Understanding and Preventing Capacity Loss in Reinforcement Learning
Clare Lyle, Mark Rowland, Will Dabney
TL;DR
Capacity loss emerges as a non-stationarity-induced bottleneck in deep reinforcement learning, where networks gradually lose the ability to quickly adapt to new targets and distinguish states, a problem that is acute in sparse-reward environments. The authors introduce Initial Feature Regularization (InFeR), a function-space regularizer that regresses auxiliary outputs toward their initialization to preserve capacity, and demonstrate robust gains across Rainbow and DDQN agents, most notably in Montezuma's Revenge and various Atari games. By linking representation dynamics to learning progress, the work argues for preserving plasticity as a core design objective alongside exploration. The findings suggest broad implications for non-stationary prediction problems in RL and point to future avenues in representation learning and regularization techniques that maintain adaptability.
Abstract
The reinforcement learning (RL) problem is rife with sources of non-stationarity, making it a notoriously difficult problem domain for the application of neural networks.
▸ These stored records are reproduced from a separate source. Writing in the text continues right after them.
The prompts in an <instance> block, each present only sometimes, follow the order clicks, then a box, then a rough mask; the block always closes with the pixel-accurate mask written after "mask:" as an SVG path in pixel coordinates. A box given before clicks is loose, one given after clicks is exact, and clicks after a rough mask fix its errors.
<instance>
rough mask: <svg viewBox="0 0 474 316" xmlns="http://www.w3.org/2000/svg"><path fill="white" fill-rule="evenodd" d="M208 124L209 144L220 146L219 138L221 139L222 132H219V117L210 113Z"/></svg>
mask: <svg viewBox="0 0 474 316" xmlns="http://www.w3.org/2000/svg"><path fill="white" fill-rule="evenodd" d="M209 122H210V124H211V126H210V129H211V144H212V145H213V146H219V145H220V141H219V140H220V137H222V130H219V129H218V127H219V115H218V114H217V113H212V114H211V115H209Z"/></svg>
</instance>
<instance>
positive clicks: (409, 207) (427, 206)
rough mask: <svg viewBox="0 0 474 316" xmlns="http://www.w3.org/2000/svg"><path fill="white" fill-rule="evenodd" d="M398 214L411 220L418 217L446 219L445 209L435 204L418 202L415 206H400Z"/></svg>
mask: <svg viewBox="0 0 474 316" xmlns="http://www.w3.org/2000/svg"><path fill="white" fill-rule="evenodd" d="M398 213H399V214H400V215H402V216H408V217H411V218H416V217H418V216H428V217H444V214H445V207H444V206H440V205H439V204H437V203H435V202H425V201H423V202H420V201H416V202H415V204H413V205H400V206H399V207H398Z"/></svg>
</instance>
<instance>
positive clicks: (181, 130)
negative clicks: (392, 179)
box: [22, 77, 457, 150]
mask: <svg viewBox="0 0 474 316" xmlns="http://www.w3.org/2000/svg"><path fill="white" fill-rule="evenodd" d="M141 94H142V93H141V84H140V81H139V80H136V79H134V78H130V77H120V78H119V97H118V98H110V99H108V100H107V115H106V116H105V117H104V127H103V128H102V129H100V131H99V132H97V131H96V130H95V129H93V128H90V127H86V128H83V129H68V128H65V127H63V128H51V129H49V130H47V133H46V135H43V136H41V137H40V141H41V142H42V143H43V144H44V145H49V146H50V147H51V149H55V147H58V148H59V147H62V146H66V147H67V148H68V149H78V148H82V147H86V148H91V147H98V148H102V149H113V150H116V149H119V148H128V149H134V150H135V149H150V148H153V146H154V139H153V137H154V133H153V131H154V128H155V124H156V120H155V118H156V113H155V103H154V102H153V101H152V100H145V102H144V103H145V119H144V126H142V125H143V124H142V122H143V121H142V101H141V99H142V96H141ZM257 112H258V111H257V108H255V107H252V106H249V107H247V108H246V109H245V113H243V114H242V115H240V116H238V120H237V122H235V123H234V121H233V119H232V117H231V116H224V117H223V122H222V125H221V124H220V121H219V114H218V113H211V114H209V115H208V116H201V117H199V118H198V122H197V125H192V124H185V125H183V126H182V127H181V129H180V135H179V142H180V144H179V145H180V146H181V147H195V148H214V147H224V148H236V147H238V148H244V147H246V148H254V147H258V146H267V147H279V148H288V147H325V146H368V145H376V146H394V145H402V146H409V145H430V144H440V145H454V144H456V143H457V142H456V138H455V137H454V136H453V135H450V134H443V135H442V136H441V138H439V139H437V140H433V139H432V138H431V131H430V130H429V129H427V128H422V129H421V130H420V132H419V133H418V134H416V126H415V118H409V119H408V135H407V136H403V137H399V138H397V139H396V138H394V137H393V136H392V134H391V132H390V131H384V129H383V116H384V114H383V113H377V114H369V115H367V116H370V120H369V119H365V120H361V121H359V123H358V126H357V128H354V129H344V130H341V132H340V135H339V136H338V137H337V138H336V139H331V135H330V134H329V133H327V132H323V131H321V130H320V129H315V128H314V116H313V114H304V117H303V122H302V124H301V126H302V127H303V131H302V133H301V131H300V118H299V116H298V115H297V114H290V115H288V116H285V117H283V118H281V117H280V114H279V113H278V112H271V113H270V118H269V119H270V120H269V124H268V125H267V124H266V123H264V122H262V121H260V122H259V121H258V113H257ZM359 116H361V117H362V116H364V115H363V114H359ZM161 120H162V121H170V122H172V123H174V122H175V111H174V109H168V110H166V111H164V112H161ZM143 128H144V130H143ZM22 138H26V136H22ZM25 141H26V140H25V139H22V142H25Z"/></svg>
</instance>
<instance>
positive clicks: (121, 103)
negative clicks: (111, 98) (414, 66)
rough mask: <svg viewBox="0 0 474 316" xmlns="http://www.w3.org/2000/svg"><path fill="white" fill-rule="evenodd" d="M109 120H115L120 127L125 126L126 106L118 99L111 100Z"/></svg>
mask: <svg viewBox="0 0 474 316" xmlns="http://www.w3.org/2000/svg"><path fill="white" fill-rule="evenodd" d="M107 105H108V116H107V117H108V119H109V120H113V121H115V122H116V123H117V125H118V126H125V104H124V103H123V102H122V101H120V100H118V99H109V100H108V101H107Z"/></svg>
We identify a mechanism by which non-stationary prediction targets can prevent learning progress in deep RL agents: \textit{capacity loss}, whereby networks trained on a sequence of target values lose their ability to quickly update their predictions over time. We demonstrate that capacity loss occurs in a range of RL agents and environments, and is particularly damaging to performance in sparse-reward tasks. We then present a simple regularizer, Initial Feature Regularization (InFeR), that mitigates this phenomenon by regressing a subspace of features towards its value at initialization, leading to significant performance improvements in sparse-reward environments such as Montezuma's Revenge. We conclude that preventing capacity loss is crucial to enable agents to maximally benefit from the learning signals they obtain throughout the entire training trajectory.